Shanghai’s Redevelopment of the West Bund Pushes Out Art Galleries
By Mioie Kwok
Shanghai’s leading destination for art galleries and private museums for the last decade, the West Bund Cultural Corridor has displaced more than eight adjacent art spaces with its large-scale redevelopment initiatives. Among these are ShanghArt Gallery, Don Gallery, Aike Gallery, Pond Society, and Qiao Space, as well as the studio of artist Ding Yi. These departures come on the heels of previous departures from the area around Longteng Avenue of the private Yuz Museum and the Shanghai Center of Photography (SCoP), marking a shift in the cultural landscape of the once vibrant art district in the Xuhui District.
ShanghArt Gallery said goodbye to its two-story headquarters in West Bund on June 21. Conceived by Shanghai-based firm Archi-Union Architects and opened in 2015, the design of the ShanghArt building drew inspiration from the stacked shipping containers that once populated the industrial docks of the Huangpu River. In addition to exhibition spaces, the facility also housed an artists’ archive and the ShanghArt Library, the gallery’s extensive collection of art publications. The gallery operates another project space in the M50 complex located in the former textile mills at 50 Moganshan Road. ShanghArt is also organizing three exhibitions in a temporary space at the West Bund Commercial Park development in the vicinity of Long Museum and Start Museum.
ShanghArt’s neighbors have also been impacted, receiving eviction notices in March, according to The Art Newspaper. Qiao Space, a private exhibition venue founded by the prominent Chinese collector Qiao Zhibing, shut its doors on June 15 and was demolished shortly thereafter. Additionally, Don Gallery closed following the conclusion of its solo exhibition of Guangzhou- and Shenzhen-based photographer Wang Ningde on June 28, with plans to relocate. Pond Society, founded by the art collector Xue Bing, marked its termination with a four-day exhibition from June 12–15 by artist Zhang Peili titled “Deadline.” The project featured a blue oxygen tank suspended on a wire that was dragged, dropped, and bashed into the walls.

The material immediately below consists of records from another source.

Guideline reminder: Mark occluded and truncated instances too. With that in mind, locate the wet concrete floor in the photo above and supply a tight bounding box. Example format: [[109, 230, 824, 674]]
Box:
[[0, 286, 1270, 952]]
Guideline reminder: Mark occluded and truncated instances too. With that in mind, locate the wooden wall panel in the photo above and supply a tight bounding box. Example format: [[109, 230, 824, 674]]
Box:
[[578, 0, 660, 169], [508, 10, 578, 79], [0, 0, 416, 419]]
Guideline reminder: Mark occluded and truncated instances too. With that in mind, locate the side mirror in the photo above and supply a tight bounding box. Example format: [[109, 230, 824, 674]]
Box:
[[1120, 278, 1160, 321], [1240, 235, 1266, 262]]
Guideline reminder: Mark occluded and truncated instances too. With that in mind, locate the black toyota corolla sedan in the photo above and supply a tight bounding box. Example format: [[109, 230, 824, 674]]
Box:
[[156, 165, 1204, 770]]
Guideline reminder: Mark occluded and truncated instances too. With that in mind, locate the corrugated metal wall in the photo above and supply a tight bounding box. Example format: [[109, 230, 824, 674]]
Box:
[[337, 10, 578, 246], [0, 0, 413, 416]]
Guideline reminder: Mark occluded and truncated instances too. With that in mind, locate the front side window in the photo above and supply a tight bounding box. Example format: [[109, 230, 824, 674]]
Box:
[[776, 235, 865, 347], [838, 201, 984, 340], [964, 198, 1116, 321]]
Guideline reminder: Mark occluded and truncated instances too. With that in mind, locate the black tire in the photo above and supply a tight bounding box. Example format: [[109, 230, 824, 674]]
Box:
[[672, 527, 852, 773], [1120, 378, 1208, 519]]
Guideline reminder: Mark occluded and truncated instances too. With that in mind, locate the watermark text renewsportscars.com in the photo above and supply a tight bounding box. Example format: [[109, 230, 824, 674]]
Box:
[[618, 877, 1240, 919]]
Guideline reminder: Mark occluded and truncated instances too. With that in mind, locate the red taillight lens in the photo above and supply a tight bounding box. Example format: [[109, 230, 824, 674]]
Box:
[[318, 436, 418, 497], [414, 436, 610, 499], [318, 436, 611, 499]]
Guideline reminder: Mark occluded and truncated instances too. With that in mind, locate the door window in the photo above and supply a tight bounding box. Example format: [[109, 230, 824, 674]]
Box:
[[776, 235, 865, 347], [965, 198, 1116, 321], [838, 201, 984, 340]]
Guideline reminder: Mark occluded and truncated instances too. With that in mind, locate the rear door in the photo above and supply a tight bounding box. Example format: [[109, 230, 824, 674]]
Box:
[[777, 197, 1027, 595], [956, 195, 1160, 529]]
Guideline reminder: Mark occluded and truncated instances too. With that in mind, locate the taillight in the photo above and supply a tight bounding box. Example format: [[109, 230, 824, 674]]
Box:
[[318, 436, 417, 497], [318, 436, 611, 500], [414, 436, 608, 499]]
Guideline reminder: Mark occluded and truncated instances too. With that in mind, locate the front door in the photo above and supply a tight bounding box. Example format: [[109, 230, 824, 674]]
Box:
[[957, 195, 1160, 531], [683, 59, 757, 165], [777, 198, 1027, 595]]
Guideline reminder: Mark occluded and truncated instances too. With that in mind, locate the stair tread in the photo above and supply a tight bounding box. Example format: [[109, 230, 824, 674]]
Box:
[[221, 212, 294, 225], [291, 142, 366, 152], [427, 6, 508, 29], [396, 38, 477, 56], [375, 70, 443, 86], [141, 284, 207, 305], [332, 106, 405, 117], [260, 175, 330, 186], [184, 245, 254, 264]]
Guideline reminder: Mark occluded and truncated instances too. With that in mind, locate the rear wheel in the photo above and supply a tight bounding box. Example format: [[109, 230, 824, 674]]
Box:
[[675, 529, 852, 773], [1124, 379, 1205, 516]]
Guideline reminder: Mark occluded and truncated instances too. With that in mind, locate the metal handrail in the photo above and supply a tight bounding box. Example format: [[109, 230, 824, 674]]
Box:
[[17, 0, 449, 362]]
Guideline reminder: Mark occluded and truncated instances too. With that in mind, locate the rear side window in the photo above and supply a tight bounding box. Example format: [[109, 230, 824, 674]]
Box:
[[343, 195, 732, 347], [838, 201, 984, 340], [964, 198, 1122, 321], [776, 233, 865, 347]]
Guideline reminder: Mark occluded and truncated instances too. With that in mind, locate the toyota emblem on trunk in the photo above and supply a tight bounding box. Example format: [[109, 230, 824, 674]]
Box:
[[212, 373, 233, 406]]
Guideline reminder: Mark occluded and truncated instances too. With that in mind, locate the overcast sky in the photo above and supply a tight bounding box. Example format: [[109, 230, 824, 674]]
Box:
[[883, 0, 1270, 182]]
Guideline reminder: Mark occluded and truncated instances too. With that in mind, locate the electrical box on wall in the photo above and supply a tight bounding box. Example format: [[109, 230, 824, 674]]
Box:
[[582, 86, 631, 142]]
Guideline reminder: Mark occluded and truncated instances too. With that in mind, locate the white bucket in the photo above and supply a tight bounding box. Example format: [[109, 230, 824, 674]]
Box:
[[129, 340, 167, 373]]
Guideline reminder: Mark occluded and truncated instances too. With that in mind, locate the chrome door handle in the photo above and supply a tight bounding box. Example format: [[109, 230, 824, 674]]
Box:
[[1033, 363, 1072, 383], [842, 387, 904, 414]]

Announced in 2014, the West Bund was established as a waterfront
cultural district to serve as a “base for artwork storage, trade, and
exhibitions” that “reflect[ed] the municipal government’s ambition to make
Shanghai a major international art center,” according to the Shanghai West Bund
Development Group Co. It attracted private museums
including the still-operational Long Museum, TANK Shanghai, Start Museum, and West
Bund Art Museum, which has a multiyear partnership with the Centre Pompidou to
loan artworks from the French museum and provide training for museum
professionals. The district has also hosted the West Bund Art & Design fair
since 2014. The recently completed West Bund Art Center, a former cement factory with a domed ceiling, was remodeled by the Danish firm Schmidt Hammer Lassen into a performing arts and multipurpose venue and sits next to TANK Shanghai.

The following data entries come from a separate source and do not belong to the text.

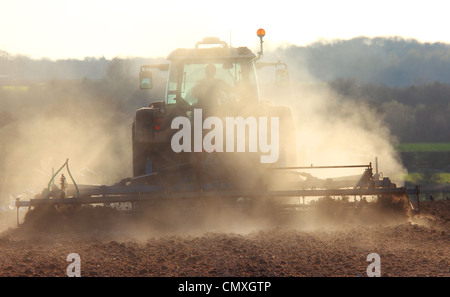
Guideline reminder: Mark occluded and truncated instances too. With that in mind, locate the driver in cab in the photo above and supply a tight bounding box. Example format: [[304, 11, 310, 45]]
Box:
[[192, 64, 232, 110]]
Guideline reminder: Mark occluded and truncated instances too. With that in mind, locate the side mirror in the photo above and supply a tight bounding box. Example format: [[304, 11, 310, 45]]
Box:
[[275, 69, 289, 88], [139, 70, 153, 89]]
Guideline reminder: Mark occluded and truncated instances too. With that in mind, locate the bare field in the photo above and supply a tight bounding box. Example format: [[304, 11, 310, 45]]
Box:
[[0, 201, 450, 277]]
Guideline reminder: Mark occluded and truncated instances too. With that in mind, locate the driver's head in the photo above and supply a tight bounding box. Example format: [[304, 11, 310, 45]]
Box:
[[205, 64, 216, 78]]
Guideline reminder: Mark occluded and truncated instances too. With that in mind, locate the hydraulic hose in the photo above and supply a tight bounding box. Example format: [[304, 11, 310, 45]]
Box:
[[47, 159, 80, 199]]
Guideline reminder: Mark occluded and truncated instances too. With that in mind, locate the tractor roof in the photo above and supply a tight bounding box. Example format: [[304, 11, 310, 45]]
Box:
[[167, 37, 256, 60]]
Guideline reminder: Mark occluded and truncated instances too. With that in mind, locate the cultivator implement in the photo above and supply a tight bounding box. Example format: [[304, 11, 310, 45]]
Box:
[[16, 162, 420, 223]]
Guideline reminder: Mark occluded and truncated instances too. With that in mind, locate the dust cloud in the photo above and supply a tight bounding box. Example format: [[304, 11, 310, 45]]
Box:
[[0, 81, 132, 204], [260, 51, 406, 186], [0, 44, 406, 238]]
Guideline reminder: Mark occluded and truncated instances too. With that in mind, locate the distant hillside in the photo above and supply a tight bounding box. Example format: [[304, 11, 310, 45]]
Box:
[[277, 37, 450, 87]]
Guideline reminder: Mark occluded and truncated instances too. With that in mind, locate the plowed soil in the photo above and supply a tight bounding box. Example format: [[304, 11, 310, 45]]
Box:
[[0, 201, 450, 277]]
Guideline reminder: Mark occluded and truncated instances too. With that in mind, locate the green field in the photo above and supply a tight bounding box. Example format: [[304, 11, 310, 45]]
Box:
[[397, 142, 450, 152]]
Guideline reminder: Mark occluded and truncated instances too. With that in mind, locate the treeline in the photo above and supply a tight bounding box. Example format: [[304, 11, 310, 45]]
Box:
[[278, 37, 450, 87], [0, 37, 450, 142], [328, 79, 450, 142]]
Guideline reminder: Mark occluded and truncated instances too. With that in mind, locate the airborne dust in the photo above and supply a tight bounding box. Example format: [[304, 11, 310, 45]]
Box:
[[0, 49, 405, 237]]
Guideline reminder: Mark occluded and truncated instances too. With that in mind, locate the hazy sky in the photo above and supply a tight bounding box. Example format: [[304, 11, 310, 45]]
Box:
[[0, 0, 450, 59]]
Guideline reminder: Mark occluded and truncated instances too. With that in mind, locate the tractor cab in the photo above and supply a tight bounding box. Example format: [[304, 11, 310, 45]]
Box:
[[140, 37, 260, 109]]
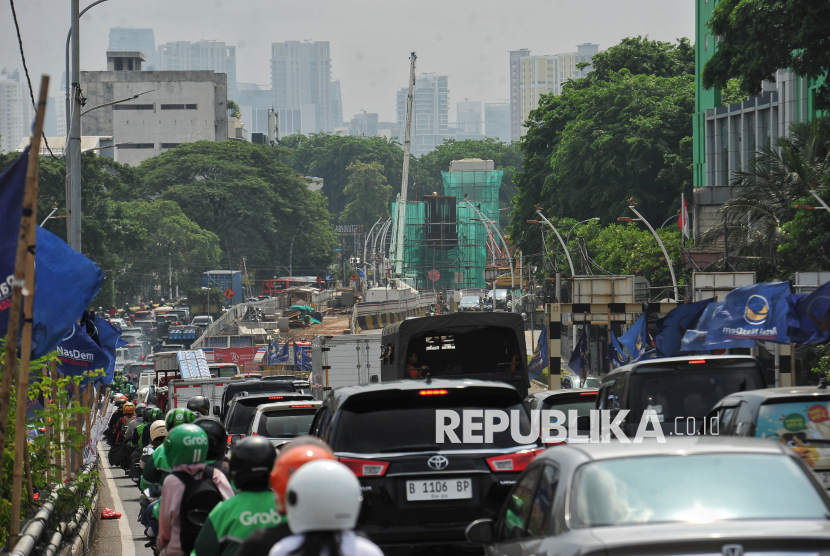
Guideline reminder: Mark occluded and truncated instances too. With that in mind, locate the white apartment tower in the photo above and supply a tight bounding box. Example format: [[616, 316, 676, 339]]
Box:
[[271, 41, 336, 133], [158, 41, 239, 99], [0, 69, 35, 152]]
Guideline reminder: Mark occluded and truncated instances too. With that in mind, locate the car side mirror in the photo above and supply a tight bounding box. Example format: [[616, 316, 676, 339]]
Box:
[[464, 519, 493, 544]]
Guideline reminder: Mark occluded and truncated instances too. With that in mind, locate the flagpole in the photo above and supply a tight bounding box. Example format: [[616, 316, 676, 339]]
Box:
[[7, 75, 49, 548]]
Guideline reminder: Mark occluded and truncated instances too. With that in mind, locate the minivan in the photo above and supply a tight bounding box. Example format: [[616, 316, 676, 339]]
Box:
[[597, 355, 767, 438]]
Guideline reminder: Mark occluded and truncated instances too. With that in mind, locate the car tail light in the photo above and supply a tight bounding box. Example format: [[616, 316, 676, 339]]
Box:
[[487, 448, 544, 473], [338, 458, 389, 477]]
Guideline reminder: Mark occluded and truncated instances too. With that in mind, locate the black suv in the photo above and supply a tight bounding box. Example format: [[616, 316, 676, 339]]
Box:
[[311, 380, 540, 548]]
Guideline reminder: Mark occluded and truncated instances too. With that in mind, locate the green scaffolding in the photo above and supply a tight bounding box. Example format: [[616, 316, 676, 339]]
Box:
[[392, 171, 503, 291]]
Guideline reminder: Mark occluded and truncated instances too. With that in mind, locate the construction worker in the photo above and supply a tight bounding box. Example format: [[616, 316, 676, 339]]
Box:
[[231, 436, 336, 556], [194, 436, 283, 556], [269, 460, 383, 556], [157, 424, 234, 556]]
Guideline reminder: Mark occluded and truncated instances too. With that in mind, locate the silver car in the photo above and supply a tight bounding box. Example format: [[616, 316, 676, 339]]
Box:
[[466, 436, 830, 556]]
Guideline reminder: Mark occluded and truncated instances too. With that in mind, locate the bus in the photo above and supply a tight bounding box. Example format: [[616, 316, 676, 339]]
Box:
[[262, 276, 326, 295]]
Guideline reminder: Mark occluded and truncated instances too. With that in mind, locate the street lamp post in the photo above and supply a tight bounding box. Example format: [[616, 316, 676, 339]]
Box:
[[617, 205, 680, 301]]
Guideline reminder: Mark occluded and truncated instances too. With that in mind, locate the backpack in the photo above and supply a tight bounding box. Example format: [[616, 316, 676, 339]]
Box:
[[173, 467, 224, 554]]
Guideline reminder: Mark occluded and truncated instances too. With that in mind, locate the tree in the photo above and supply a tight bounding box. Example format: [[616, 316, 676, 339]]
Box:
[[138, 141, 336, 276], [701, 117, 830, 280], [280, 133, 408, 218], [340, 162, 392, 233], [116, 200, 222, 298], [703, 0, 830, 109], [509, 37, 694, 258]]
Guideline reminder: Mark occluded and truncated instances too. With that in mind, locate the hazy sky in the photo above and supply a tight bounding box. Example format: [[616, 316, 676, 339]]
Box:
[[0, 0, 695, 121]]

As the city’s ambition to host high-tech firms has grown, it has clashed with the cultural agenda for the area. In 2020, galleries were offered spaces to rent in a new West Bund Art Tower. However, according to some reports many of the spaces lacked high ceilings and the galleries decided against moving in. The building was later sold to Chinese tech giant Alibaba. In 2022, the West Bund Art Hall was temporarily converted into a Covid-19 camp, during which time galleries within the compound were prohibited from accessing their offices. In the last decade, property values have soared and the West Bund has significantly readjusted its central positioning as a premier platform for financial and technological industries under the major listed property investment and management group Hongkong Land in a USD 8 billion redevelopment. Construction of a new AVANT West Bund Digital Intelligence Center commenced in February 2024 in tandem with the neighboring West Bund AI Valley and West Bund Media Port, to attract major international technology conglomerates and expedite the formation of an AI industry cluster in Shanghai. The district’s development pipeline also encompasses high-end office buildings and luxury residential apartments, expected to be completed in 2027, as well as the West Bund Orbit, a recently opened public art center designed by British architecture studio Thomas Heatherwick.

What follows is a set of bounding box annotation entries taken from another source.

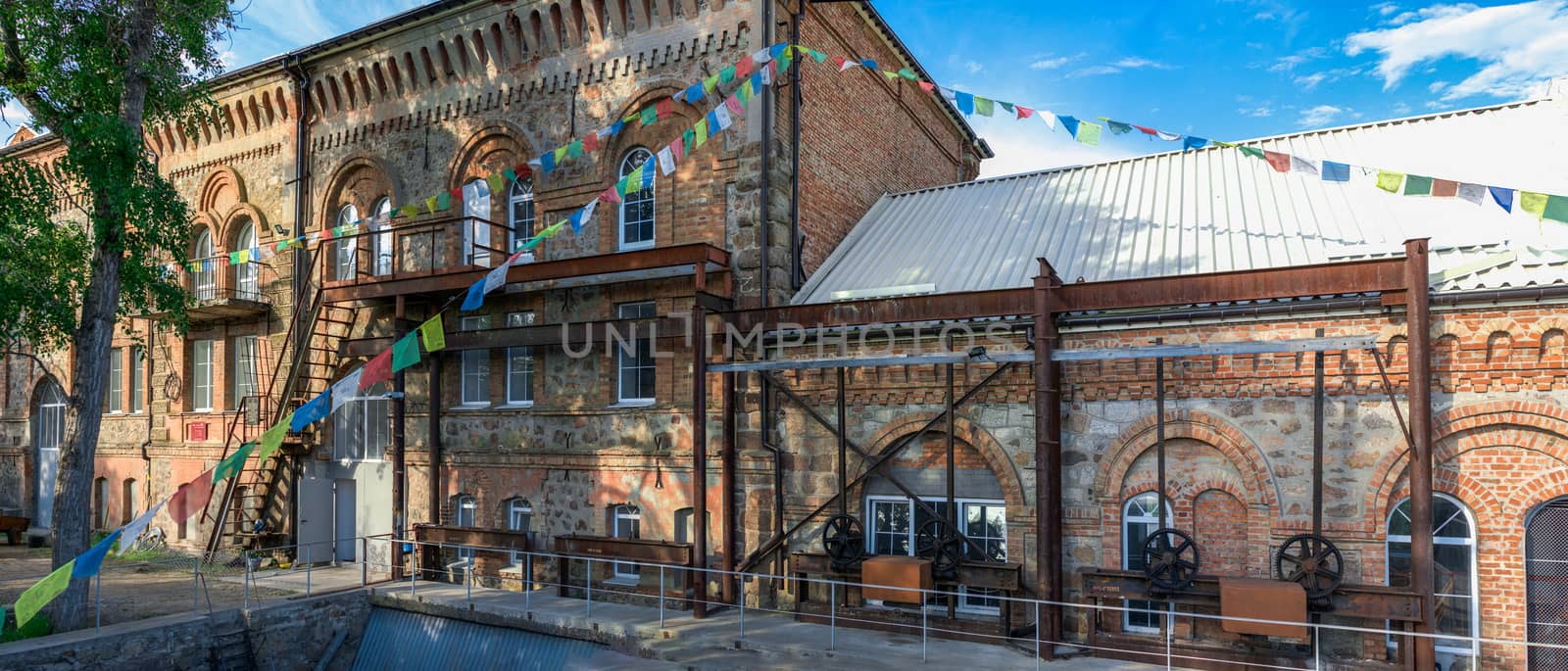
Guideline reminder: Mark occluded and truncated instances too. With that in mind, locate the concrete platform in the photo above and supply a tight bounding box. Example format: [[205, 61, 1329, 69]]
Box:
[[371, 582, 1179, 671]]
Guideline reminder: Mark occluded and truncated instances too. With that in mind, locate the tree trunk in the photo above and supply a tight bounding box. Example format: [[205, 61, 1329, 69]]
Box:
[[52, 0, 157, 632]]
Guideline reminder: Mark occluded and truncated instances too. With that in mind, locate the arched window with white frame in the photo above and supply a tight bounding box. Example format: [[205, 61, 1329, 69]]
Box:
[[1121, 493, 1173, 634], [370, 196, 392, 274], [507, 177, 533, 253], [233, 219, 262, 301], [1388, 494, 1480, 669], [332, 202, 359, 279], [616, 147, 657, 251]]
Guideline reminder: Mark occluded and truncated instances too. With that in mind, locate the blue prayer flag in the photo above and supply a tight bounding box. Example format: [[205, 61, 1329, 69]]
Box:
[[1322, 162, 1350, 182], [71, 528, 121, 579], [1487, 186, 1513, 212], [288, 389, 332, 433], [954, 91, 975, 115]]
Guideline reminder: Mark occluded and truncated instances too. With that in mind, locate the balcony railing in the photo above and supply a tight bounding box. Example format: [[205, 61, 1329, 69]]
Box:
[[321, 216, 531, 284]]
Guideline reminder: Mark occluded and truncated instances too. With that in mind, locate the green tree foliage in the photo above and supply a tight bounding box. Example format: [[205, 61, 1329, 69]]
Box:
[[0, 0, 233, 630]]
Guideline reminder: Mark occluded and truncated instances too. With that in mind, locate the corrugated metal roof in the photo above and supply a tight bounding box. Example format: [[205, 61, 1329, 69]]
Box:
[[355, 608, 612, 671], [794, 96, 1568, 303]]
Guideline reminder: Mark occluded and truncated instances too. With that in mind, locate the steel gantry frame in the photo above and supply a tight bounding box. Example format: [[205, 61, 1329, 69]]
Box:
[[693, 238, 1435, 668]]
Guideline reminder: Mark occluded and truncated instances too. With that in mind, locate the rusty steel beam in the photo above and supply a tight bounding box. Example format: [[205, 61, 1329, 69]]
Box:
[[1054, 257, 1405, 312], [321, 243, 729, 303], [1400, 238, 1437, 669]]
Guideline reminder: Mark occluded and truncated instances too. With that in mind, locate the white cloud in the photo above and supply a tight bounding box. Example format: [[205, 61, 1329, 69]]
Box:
[[1299, 105, 1350, 127], [1346, 0, 1568, 100]]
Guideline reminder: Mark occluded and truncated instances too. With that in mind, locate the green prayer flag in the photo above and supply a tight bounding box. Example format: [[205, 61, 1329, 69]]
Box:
[[1542, 196, 1568, 224], [1519, 191, 1546, 219], [16, 559, 76, 629], [1377, 169, 1405, 193], [256, 412, 293, 462], [1078, 121, 1101, 146], [212, 442, 256, 485], [418, 312, 447, 352], [392, 332, 418, 373], [1405, 174, 1432, 196]]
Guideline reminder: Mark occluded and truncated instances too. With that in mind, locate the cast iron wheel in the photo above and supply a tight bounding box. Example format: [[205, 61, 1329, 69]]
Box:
[[1275, 533, 1346, 600], [821, 514, 865, 571], [1143, 528, 1200, 591], [914, 519, 964, 575]]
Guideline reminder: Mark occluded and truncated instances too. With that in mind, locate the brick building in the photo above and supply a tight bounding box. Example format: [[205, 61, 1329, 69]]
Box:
[[0, 0, 990, 570]]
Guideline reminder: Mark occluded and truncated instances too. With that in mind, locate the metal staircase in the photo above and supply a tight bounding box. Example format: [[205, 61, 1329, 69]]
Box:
[[204, 246, 355, 555]]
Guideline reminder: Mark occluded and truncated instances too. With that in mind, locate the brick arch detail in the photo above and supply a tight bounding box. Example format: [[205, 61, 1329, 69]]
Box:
[[1362, 400, 1568, 533], [1095, 410, 1280, 514], [850, 412, 1035, 516]]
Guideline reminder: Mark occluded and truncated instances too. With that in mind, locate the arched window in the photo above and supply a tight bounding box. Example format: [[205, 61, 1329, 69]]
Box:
[[33, 378, 66, 528], [233, 219, 262, 301], [1121, 493, 1173, 634], [507, 177, 533, 251], [610, 503, 643, 580], [370, 198, 392, 274], [616, 147, 657, 249], [191, 229, 220, 301], [463, 178, 491, 266], [332, 202, 359, 279], [92, 478, 108, 528], [1388, 494, 1480, 669]]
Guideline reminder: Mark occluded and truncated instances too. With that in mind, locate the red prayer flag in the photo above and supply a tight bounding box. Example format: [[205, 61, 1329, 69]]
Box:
[[170, 469, 212, 522], [358, 348, 392, 392], [1264, 151, 1291, 172]]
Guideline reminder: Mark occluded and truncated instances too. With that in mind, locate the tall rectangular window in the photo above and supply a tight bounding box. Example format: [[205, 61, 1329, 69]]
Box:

Despite the nationwide property slump and challenges in the art market, many departing galleries are on the lookout for new locations, with interest in the central Bund area or near Suzhou Creek, where the Fotografiska Shanghai photography museum has recently opened. However, aspirations for a dynamic, enduring new cultural enclave in Shanghai now appear ever more improbable. As the rapid transformation of West Bund unfolds, its new emphasis on technology raises pressing questions on how to reconcile the demands of commercial growth with the imperative to preserve artistic spaces that are central to Shanghai’s cultural legacy.
Mioie Kwok is an editorial intern at ArtAsiaPacific.